LONDON.- The Sunday Times Watercolour Competition announces the prize winners of the 2015 Competition. Now in its 28th year, the competition is the largest and most prestigious showcase of contemporary watercolour painting in the UK. Generously supported by Smith & Williamson, the accountancy, investment management and tax group, the competition aims to celebrate and reward excellence and originality in the medium of watercolour.
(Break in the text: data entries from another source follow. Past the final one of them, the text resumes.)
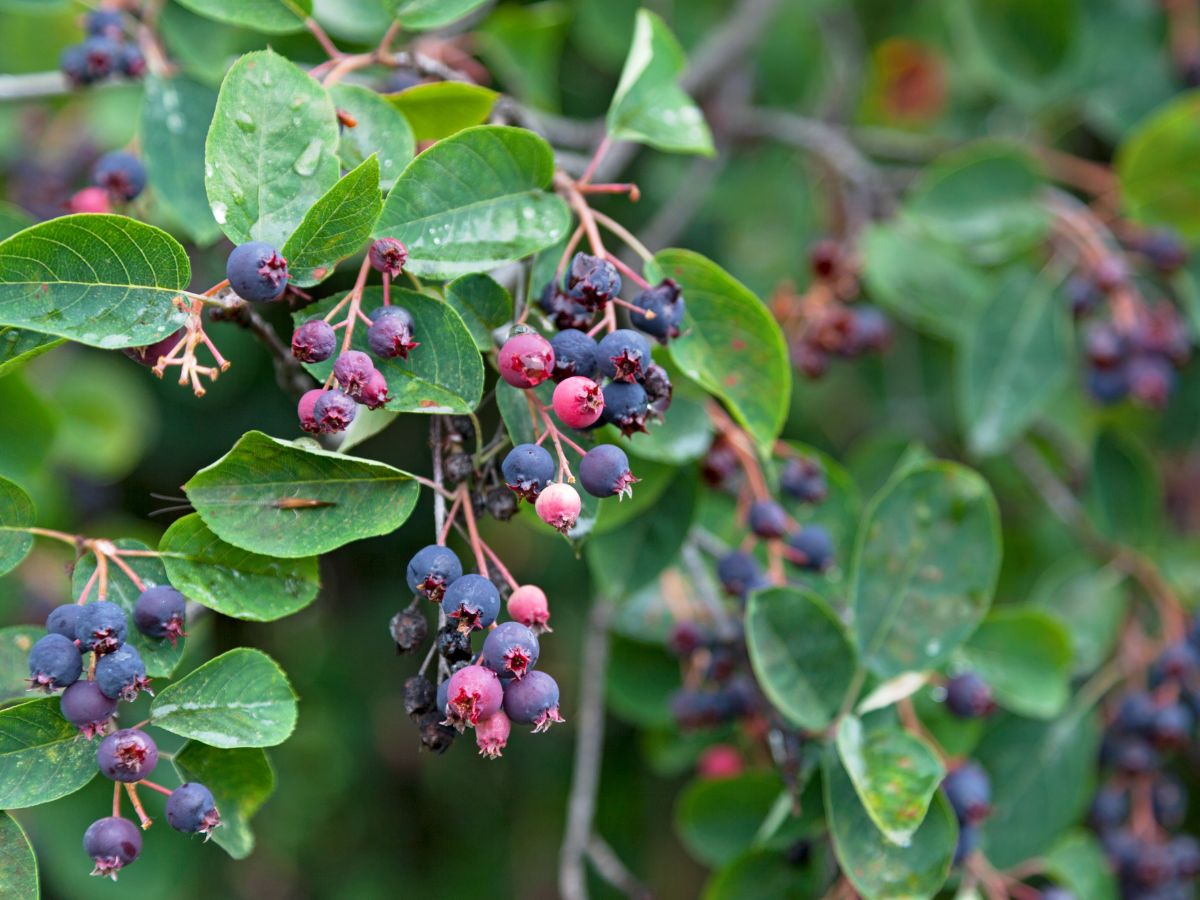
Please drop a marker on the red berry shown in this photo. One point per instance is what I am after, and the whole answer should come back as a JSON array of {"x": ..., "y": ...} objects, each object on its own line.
[{"x": 579, "y": 402}]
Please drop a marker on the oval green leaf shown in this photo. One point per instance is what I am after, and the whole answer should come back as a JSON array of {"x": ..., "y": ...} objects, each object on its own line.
[
  {"x": 239, "y": 497},
  {"x": 240, "y": 699}
]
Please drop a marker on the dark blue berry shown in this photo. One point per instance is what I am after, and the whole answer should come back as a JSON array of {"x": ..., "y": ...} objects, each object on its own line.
[
  {"x": 64, "y": 621},
  {"x": 112, "y": 843},
  {"x": 811, "y": 549},
  {"x": 432, "y": 570},
  {"x": 969, "y": 790},
  {"x": 121, "y": 673},
  {"x": 473, "y": 600},
  {"x": 54, "y": 663},
  {"x": 101, "y": 627},
  {"x": 665, "y": 300},
  {"x": 624, "y": 355},
  {"x": 533, "y": 700},
  {"x": 192, "y": 810},
  {"x": 527, "y": 469},
  {"x": 627, "y": 406},
  {"x": 127, "y": 755},
  {"x": 575, "y": 354},
  {"x": 604, "y": 472},
  {"x": 315, "y": 341},
  {"x": 84, "y": 706},
  {"x": 969, "y": 696},
  {"x": 257, "y": 271},
  {"x": 510, "y": 649}
]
The First Prize of £10,000, is this year awarded to Akash Bhatt, for Blue Room, one of a series of drawings and paintings of the artist's mother. Bhatt studied at the University of Westminster and went on to do a postgraduate diploma at Central Saint Martins. Bhatt comments: My mum has always been a willing and patient sitter. Over time the practice has become about documenting her life and in turn has also become important as a record for myself. The nature of painting is fraught with uncertainties so in this aspect of my work I am very fortunate to have a model that I am familiar with. It allows me to focus on the possibilities of the painting with a sense of calm.
Josh Spero, one of the judges, remarks on the First Prize choice: I thought tremendous technical skill combined perfectly here with artistic inspiration to render a physically and psychologically convincing portrait. Add to this the vivid finery of the fabric which suggests a heightened reality, and I couldn't stop looking at it.
Michael Williams is awarded the Second Prize of £6,000 for Land, Sea, Island, which depicts the Welsh island of Skomer across a turbulent stretch of water called Jack Sound. Michael was born in India, but later moved to London, where he taught Art History at Central Saint Martins and then Fine Art at Goldsmiths, University of London. In the 70s he moved to Powys which, he claims, led to a shift from a 'pop art' tendency to a kind of Ruskinian landscape painting.
Michael explains the intricate way he constructed Land, Sea, Island: I am now using a language of 'striation' by which all representation is first taken through bands of underpainting. Between the bands there are lines or 'threads of light', which give movement and an embedded structure to what is also a precise take on the details of the world.
The Smith & Williamson Cityscape Prize of £1,500 goes to Leo Davey for Drip
Regents Canal. Davey studied Illustration at Falmouth College of Art in Cornwall and currently works as a full time artist from his studio/gallery in his hometown of Minehead, West Somerset. This work, states Leo, is as much about what you cant see as it is about what you can. Reflections in the water let us know what is out of view.
The judging panel this year comprised Sara Dudman, artist; Desmond Shawe-Taylor LVO, Surveyor of the Queens Pictures; Josh Spero, Editor, Spears Magazine; Art Critic, Tatler, and Author, Second Stories (Unbound, 2015); Lucy Willis, Watercolour artist; and Louis Wise, Critic and Writer, The Sunday Times.
A selection of all the shortlisted works 90 works by 80 artists will be on show at the Mall Galleries, London from 14 19th September 2015. The London show will be followed by The Smith & Williamson Tour to venues across the UK, including Castle Fine Art, Birmingham (10 - 18 October 2015) and Guildford House Gallery, Guildford (14 November 2015 - 2 January 2016).